One of the assumptions is the data must in the normal distribution before study in ANOVA. I have a case that the intend to compare the 2 samples which 1 of the sample is in the non normal distribution.

We may use Johnson or Box Cox trasformation to change the non normal to normal set of data. But the question is how we want to use the transformation data in the sample versus the other set of original data which in normal distribution in this case for this study?

shailendrasingh
10th September 2007, 03:01 AM
Transform the non normal data using Box Cox transformation. Using the same lambda value convert the normal data set.

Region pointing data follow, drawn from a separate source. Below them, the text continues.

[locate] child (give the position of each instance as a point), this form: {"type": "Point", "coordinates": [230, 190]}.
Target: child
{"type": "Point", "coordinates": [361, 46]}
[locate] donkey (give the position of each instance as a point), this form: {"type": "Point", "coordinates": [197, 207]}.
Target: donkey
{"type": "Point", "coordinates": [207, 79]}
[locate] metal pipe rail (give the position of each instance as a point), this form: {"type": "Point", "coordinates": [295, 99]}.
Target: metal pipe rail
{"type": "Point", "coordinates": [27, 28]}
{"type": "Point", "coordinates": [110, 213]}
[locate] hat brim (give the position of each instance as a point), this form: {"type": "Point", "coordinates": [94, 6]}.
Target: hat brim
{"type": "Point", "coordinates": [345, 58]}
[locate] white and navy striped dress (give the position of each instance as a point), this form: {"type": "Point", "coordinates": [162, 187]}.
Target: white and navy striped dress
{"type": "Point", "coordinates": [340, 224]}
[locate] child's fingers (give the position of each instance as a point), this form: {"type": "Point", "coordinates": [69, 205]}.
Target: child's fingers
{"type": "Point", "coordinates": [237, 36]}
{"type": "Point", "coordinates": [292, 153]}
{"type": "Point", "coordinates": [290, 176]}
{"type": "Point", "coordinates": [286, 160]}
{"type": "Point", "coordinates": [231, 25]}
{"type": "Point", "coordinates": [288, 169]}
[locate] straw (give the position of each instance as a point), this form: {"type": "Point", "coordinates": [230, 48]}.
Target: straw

This conversion will not affect the distribution of your normal data set,and then perform ANOVA using transformed data.

Other option is to perform nonparametric test equivalent to ANOVA i.e Kruskal Wallis test:agree1:.This test is performed when any one of the data sets is not normal or if both sets are not normal.
:notme:

Yew Jin
10th September 2007, 03:07 AM
But when we have the data which in the negative that we can't use the box cox, right?

Any other alternative beside we use the non normal method in this case?

shailendrasingh
10th September 2007, 03:37 AM
Ahaan !!
Well we cant use Box Cox when data are negative.
A usual method of dealing with raw data where many of the values are less than 1 is to add an arbitrary constant to the entire data set and then transform; in this way we avoid dealing with negative numbers.

Allattar
9th January 2008, 05:30 AM
I have to ask about the data structure.
Is the data expected not to be normally distributed?
Is the data in each group normally distributed.

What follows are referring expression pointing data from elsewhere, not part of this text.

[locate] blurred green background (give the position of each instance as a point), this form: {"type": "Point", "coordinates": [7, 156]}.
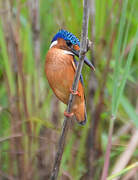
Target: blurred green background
{"type": "Point", "coordinates": [31, 117]}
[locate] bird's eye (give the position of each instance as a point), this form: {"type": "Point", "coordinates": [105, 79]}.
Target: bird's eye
{"type": "Point", "coordinates": [68, 43]}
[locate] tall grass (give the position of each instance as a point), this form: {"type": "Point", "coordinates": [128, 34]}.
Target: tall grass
{"type": "Point", "coordinates": [31, 117]}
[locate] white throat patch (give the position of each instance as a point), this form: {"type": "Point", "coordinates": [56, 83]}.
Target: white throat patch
{"type": "Point", "coordinates": [64, 51]}
{"type": "Point", "coordinates": [53, 44]}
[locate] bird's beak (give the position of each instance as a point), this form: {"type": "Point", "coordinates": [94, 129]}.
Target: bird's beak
{"type": "Point", "coordinates": [86, 61]}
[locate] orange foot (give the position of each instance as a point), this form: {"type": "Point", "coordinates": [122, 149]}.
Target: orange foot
{"type": "Point", "coordinates": [74, 92]}
{"type": "Point", "coordinates": [68, 114]}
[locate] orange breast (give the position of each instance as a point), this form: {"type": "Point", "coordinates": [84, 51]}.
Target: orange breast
{"type": "Point", "coordinates": [60, 73]}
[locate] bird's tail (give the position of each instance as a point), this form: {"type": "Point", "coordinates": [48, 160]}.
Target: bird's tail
{"type": "Point", "coordinates": [80, 114]}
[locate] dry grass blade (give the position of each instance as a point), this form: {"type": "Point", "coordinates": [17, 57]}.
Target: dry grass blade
{"type": "Point", "coordinates": [83, 50]}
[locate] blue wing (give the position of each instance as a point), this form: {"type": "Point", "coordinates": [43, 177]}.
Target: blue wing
{"type": "Point", "coordinates": [81, 77]}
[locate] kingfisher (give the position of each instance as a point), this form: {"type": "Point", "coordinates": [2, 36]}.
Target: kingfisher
{"type": "Point", "coordinates": [60, 68]}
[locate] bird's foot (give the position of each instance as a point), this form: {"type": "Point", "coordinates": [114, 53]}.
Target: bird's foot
{"type": "Point", "coordinates": [74, 92]}
{"type": "Point", "coordinates": [68, 114]}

You probably realise this already, but just to confirm, the original data in an ANOVA does not need to be normally distributed, but the residual error should be. Well roughly normal at least.

An example of this could be

Line Shift
1 A
1 A
1 B
1 B
2 A
2 A
etc...

The criteria is that the results from each group, ie: line 1 shift A, line 1 shift B, line 2 shift A, line 2 Shift B, they would be normally distributed. But if you add all the results together in one column, they need not be normally distributed.
Lets say all combinations of line and shift have the same average and the same standard deviation, and are normally distributed, except line 1 shift B. Line 1 Shift B has an average muich higher than the other groups, it will make the data not normally distributed.

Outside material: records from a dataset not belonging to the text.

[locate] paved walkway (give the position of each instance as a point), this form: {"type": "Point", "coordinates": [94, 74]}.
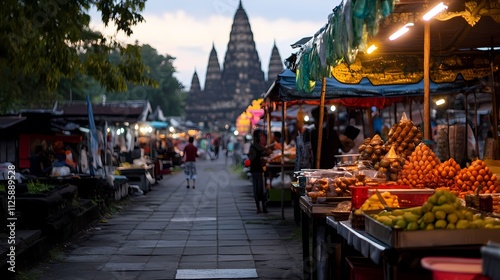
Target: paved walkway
{"type": "Point", "coordinates": [211, 232]}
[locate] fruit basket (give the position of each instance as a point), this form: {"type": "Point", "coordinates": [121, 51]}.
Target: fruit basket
{"type": "Point", "coordinates": [399, 238]}
{"type": "Point", "coordinates": [357, 221]}
{"type": "Point", "coordinates": [360, 193]}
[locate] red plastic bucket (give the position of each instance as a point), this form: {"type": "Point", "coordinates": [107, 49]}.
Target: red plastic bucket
{"type": "Point", "coordinates": [444, 268]}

Apologies if you know this already, it is a common mistake, and one I have to explain often.

If you know the results from each combination are not expected to be normally distributed, ie: you are trying to analyse the standard deviation, which follows and exponential distribution. Then we can either transform the data, or run as suggested the Kruskal Wallis test, which is a test of medians, rather than means.

I wouldnt worry too much either if the residuals are not perfectly normal.

Miner
26th June 2008, 08:24 AM
Moved latest post by Poilofesse regarding Range/ANOVA methods of MSA to MSA forum.